広島の開幕投手、大瀬良に託した 佐々岡監督キャンプ前日に明かす
広島の佐々岡真司監督(52)は31日、今季の開幕投手を大瀬良大地投手(28)に託すことを明かした。開幕戦は3月20日に本拠地マツダスタジアムで行われる中日戦。2年連続の大役を任された右腕で3年連続開幕星を飾り、V奪還へ突き進む。この日は2月1日から始まる春季キャンプに向け、1軍の首脳陣、選手、スタッフが宮崎県日南市に入った。
信頼の証しだ。投手にとって栄誉の一つである開幕投手を、佐々岡監督は春季キャンプ前日に明かした。就任1年目。V奪還と日本一という命題に突き進むシーズン。投手陣は大瀬良を軸に歩むというメッセージでもある。
「伝えてある。昨年、開幕投手をした(から)。エースとして、そういう気持ちで引っ張っていってほしい。当然、誰もが思っていることだから」
自身は現役時代、4度の開幕投手を務めた。当時、春季キャンプ前に伝えられたこともあった。大黒柱としての自覚を強くする一方で、開幕から逆算して調整できるメリットがあった。指揮官は総合的に判断し、昨年末に電話で伝えた。
大瀬良は電話をもらった日のことを、今もはっきりと覚えている。「携帯に着信があって『開幕を頼むぞ』と言っていただいた。まさかそんな時期に言ってもらえると思っていなかったので。背筋がピシッとなりました」
シーズンのスタートを切る大事な一戦。

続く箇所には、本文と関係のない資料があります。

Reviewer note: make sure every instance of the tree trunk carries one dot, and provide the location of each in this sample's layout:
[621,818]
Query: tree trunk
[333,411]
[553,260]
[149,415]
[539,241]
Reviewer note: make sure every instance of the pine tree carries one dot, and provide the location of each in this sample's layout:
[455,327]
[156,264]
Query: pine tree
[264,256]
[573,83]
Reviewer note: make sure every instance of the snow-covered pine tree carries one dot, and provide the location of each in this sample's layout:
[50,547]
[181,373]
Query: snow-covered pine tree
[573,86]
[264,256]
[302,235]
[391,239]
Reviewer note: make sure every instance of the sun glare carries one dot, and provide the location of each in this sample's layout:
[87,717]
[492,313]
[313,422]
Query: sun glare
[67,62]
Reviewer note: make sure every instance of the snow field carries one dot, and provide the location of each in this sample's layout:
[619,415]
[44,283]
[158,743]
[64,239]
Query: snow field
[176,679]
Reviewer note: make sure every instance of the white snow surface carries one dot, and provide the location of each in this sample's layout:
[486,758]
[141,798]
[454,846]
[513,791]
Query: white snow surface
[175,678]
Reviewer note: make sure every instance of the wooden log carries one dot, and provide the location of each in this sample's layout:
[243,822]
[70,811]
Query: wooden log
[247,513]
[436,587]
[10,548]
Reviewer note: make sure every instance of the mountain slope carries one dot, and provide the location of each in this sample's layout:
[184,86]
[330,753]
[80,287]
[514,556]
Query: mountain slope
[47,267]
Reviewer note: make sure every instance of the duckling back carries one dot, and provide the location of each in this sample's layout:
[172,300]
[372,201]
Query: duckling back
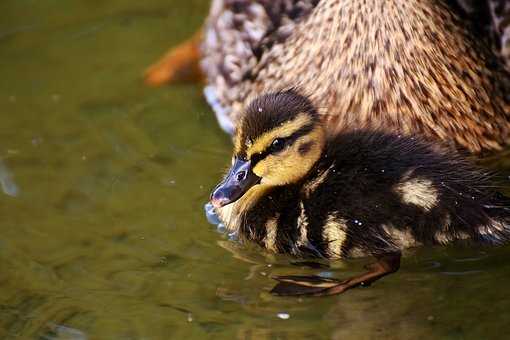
[409,66]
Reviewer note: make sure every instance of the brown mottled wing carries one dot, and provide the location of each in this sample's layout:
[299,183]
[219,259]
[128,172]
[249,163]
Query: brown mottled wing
[492,19]
[237,33]
[410,66]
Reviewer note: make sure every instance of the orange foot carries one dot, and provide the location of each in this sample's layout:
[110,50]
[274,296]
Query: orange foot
[179,64]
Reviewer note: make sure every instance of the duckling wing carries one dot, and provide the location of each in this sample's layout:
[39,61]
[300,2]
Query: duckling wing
[237,34]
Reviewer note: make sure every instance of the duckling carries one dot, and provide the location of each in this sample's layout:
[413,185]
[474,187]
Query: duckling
[416,66]
[295,188]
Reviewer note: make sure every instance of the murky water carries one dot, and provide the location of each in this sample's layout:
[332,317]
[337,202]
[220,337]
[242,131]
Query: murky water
[102,184]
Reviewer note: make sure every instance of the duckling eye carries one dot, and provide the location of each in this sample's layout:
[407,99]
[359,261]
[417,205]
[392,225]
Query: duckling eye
[277,145]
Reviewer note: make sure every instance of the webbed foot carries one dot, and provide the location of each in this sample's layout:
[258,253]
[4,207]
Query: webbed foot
[296,285]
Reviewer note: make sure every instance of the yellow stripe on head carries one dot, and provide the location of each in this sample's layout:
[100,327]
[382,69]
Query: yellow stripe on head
[283,131]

背番号「14」も当然、目指していた場所だ。初めて大役を務めた昨季は巨人を相手に8回7安打無失点、11奪三振。快投を演じてチームに白星をもたらした。「特別なマウンドだった」。開幕戦でしか味わえない独特の興奮と緊張感。その中に身を投じたことが、その後の成長曲線を後押しした。だからこそ「この経験を譲りたくないと思った」と力を込めた。
1月の自主トレでは、球数こそ少ないものの例年より多くブルペン入り。シンプルなフォームの習得に励んできた。試行錯誤を重ねた結果、傾斜を使った投球で上半身と下半身の連動性がかみ合わないと判断。今キャンプでは昨秋に封印した2段モーションを解禁し、3月20日の中日戦を目指し調整していく。
昨季は3年連続2桁の11勝をマークした。「プランを立て、明確にしてその日を迎えたい。優勝、日本一へ向けて良いスタートが切れるような投球をしたい」。エースは真っすぐと前を向いて言葉を紡いだ。指揮官の熱い思いを受け止めた大瀬良が、2年連続2度目の開幕マウンドへ上がる。